Who Decides World Gold Prices?
The gold market experienced a dramatic plunge this week. Just one day after reaching a record high of $4,381 per ounce, spot gold prices(金価格)abruptly changed course on the evening of October 21, plummeting and breaking through the $4,100 mark, marking the largest single-day drop since April 2013.
This violent fluctuation caught many investors off guard. In fact, every rise and fall in gold prices is closely related to its unique pricing mechanism and multiple influencing factors.
The “London Gold,” considered the global benchmark, has undergone a century-long evolution in its pricing mechanism. In its inception in 1919, “London Gold” was jointly determined by five major gold dealers, including the Rothschild family, through telephone negotiations within the “Gold Room.” This system relied on London’s position as the world’s gold trading center and operated through an over-the-counter trading model. The London Bullion Market Association (LBMA), established in 1987, integrated the fragmented trading markets and established a unique delivery system based on 400-ounce gold bars, making London the global gold distribution center. In 2015, the pricing mechanism was reformed again. Through a modern electronic auction system, pricing meetings were held in the mornings and afternoons of weekdays in London, with the participation of several designated international banks, including HSBC and JPMorgan Chase.

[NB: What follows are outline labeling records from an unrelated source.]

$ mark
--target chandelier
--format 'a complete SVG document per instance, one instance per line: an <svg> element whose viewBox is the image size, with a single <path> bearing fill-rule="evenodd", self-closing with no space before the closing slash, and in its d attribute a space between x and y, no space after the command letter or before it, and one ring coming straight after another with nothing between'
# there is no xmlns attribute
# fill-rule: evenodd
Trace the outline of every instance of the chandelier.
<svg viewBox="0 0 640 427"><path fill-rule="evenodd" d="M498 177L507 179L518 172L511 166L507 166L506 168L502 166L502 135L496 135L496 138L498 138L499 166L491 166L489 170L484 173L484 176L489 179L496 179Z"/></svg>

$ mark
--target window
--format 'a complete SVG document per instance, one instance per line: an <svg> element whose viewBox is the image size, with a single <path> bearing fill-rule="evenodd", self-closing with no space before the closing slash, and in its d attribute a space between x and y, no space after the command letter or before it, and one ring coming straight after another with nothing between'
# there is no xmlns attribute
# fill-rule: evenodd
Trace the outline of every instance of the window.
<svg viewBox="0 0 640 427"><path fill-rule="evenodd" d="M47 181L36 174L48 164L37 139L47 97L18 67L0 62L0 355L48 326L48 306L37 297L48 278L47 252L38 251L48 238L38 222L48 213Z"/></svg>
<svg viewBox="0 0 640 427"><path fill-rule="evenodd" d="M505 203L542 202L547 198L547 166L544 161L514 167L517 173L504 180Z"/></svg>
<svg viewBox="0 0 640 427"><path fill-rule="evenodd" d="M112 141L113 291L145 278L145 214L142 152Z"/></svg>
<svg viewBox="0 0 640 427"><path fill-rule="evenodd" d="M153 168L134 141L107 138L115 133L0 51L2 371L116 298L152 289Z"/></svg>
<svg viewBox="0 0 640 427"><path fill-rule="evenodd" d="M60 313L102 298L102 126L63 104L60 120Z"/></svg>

The pricing meetings resembled a digital “gold auction”: banks collected buy and sell orders from global clients, continuously submitting bids on an electronic platform until a balance price was found that matched the most buy and sell orders. This final price became the LBMA gold benchmark price, immediately becoming the authoritative basis for pricing global spot gold trading and derivatives.
Factors Affecting Gold Prices
As a safe-haven asset that transcends economic cycles, gold price fluctuations are always closely related to core variables such as the global economic landscape, geopolitical risks, and monetary policy trends.

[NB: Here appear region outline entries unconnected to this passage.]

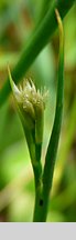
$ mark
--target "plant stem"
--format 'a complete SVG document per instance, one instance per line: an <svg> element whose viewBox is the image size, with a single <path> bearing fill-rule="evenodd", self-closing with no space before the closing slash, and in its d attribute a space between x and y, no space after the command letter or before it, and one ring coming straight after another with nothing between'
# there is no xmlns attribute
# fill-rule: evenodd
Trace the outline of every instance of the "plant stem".
<svg viewBox="0 0 76 240"><path fill-rule="evenodd" d="M35 197L34 221L46 221L48 197L52 187L54 166L57 154L57 147L61 133L62 113L63 113L63 93L64 93L64 37L63 26L58 11L56 10L56 18L59 28L59 63L58 63L58 80L57 80L57 97L55 119L50 138L50 143L45 158L45 166L43 171L43 188L41 194Z"/></svg>
<svg viewBox="0 0 76 240"><path fill-rule="evenodd" d="M62 19L68 12L70 7L74 4L75 0L70 0L66 2L66 0L57 0L54 1L53 4L50 6L48 11L43 18L41 24L33 32L32 38L25 49L23 50L19 62L12 71L12 78L15 83L18 83L24 73L28 71L30 66L33 63L37 54L50 41L50 37L54 33L57 22L55 19L55 8L58 9ZM9 83L9 78L7 79L4 86L0 90L0 106L7 100L9 93L11 92L11 87Z"/></svg>

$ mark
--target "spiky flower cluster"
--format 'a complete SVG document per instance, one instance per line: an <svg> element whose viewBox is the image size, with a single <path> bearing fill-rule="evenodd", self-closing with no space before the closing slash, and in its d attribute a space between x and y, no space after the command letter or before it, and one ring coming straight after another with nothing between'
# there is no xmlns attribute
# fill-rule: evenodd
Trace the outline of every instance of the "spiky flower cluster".
<svg viewBox="0 0 76 240"><path fill-rule="evenodd" d="M25 122L29 129L33 129L35 127L35 134L40 136L40 133L42 132L41 129L43 128L43 114L47 91L45 89L43 92L36 90L31 79L25 79L23 81L23 86L20 86L18 88L12 80L10 69L9 78L23 122ZM37 137L36 141L39 141Z"/></svg>

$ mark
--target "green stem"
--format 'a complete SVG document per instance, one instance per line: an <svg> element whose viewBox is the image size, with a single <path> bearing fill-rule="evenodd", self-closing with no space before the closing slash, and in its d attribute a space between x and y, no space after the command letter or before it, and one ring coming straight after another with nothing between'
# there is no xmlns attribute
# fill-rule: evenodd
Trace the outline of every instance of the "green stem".
<svg viewBox="0 0 76 240"><path fill-rule="evenodd" d="M19 62L12 71L12 78L14 82L19 82L28 69L31 67L37 54L50 41L50 37L52 37L53 32L57 27L57 22L55 19L55 8L58 9L62 19L68 12L68 10L74 4L75 0L66 1L66 0L57 0L53 4L50 6L50 9L45 17L43 18L41 24L33 32L32 38L25 49L23 50ZM7 79L4 86L0 90L0 106L7 100L9 93L11 92L11 87L9 83L9 78Z"/></svg>
<svg viewBox="0 0 76 240"><path fill-rule="evenodd" d="M59 27L59 63L58 63L58 80L57 80L57 97L56 97L56 110L55 119L52 130L52 136L50 139L45 166L43 171L43 188L41 194L35 197L35 210L34 210L34 221L46 221L48 197L52 187L54 166L57 154L57 147L61 133L62 124L62 113L63 113L63 93L64 93L64 38L63 38L63 26L59 14L56 10L56 17Z"/></svg>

“Gold and silver are not naturally money, but money is naturally gold and silver.” This classic statement by Marx reveals the special status of gold in the monetary system.
During the gold standard era, the key to whether a country’s currency was accepted by other countries lay in the strength of its gold reserves. After World War II, leveraging its nearly 75% global gold reserves, the United States established the Bretton Woods system, centered on the dollar’s peg to gold, laying the foundation for the dollar’s credibility as the international reserve currency.

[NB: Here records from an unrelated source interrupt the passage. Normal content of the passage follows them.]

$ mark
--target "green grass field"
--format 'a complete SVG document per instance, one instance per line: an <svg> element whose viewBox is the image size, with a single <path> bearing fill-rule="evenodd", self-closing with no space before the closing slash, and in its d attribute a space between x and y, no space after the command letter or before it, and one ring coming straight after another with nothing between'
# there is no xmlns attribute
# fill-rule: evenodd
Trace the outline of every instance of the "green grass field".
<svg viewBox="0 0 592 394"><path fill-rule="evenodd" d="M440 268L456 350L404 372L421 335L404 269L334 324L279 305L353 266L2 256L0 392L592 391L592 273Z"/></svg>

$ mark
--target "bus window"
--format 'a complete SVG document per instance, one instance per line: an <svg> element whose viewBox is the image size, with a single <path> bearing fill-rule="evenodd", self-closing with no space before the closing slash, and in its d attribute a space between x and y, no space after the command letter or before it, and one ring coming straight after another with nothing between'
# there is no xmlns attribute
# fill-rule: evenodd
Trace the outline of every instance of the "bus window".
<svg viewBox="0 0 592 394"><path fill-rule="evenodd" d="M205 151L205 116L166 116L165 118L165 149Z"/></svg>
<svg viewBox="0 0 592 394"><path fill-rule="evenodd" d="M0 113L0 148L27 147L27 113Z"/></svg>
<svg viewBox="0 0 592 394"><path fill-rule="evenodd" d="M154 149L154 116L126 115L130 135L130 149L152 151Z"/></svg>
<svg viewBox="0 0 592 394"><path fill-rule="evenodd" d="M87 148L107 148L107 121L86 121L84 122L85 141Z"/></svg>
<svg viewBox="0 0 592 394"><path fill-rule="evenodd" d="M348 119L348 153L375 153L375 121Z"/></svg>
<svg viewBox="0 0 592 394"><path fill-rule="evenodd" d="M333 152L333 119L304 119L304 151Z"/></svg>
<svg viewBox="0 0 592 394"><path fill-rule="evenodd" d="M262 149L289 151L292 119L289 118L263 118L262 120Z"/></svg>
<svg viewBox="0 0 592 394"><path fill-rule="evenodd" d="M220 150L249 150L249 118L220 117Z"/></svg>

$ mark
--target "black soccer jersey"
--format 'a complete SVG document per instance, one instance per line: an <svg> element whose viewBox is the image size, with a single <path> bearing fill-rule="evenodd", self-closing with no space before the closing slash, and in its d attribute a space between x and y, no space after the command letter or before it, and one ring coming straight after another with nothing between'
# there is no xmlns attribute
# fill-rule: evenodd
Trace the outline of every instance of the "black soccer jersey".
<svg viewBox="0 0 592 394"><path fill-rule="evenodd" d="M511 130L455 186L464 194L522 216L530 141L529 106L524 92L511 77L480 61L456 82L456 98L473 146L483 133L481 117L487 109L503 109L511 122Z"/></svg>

However, the decoupling of the dollar from gold in 1971 marked a significant turning point in modern monetary history. Subsequently, US Treasury bonds gradually replaced gold as the primary reserve asset for central banks worldwide. In recent years, with occasional signs of US Treasury default risk, cracks have begun to appear in the dollar’s credit system, prompting global central banks and investors to increase their gold holdings as a crucial tool for hedging against dollar credit risk—the underlying logic behind the sustained rise in gold prices since last year.
Beyond the changes in the dollar’s credit system, multiple factors are influencing the balance of gold: geopolitical tensions ignite investors’ safe-haven demand; unprecedented increases in global central bank holdings, coupled with continued accumulation by institutional investors, provide solid structural support for gold prices; and capital flows and market sentiment act as amplifiers, amplifying every subtle change in price fluctuations.
Returning to the recent “gold price plunge” that has attracted market attention, its direct trigger is precisely the imbalance in the short-term trading structure. The sustained rise in gold prices since September has led to a crowded gold bull market, accumulating substantial profits. When prices reached key levels, the concentrated profit-taking and exit of these positions ultimately triggered this technical correction.
History has repeatedly shown that gold’s long-term value coexists with the risk of short-term high-level volatility. In a noisy market, remaining calm and resisting the temptation to chase high prices is key to protecting wealth.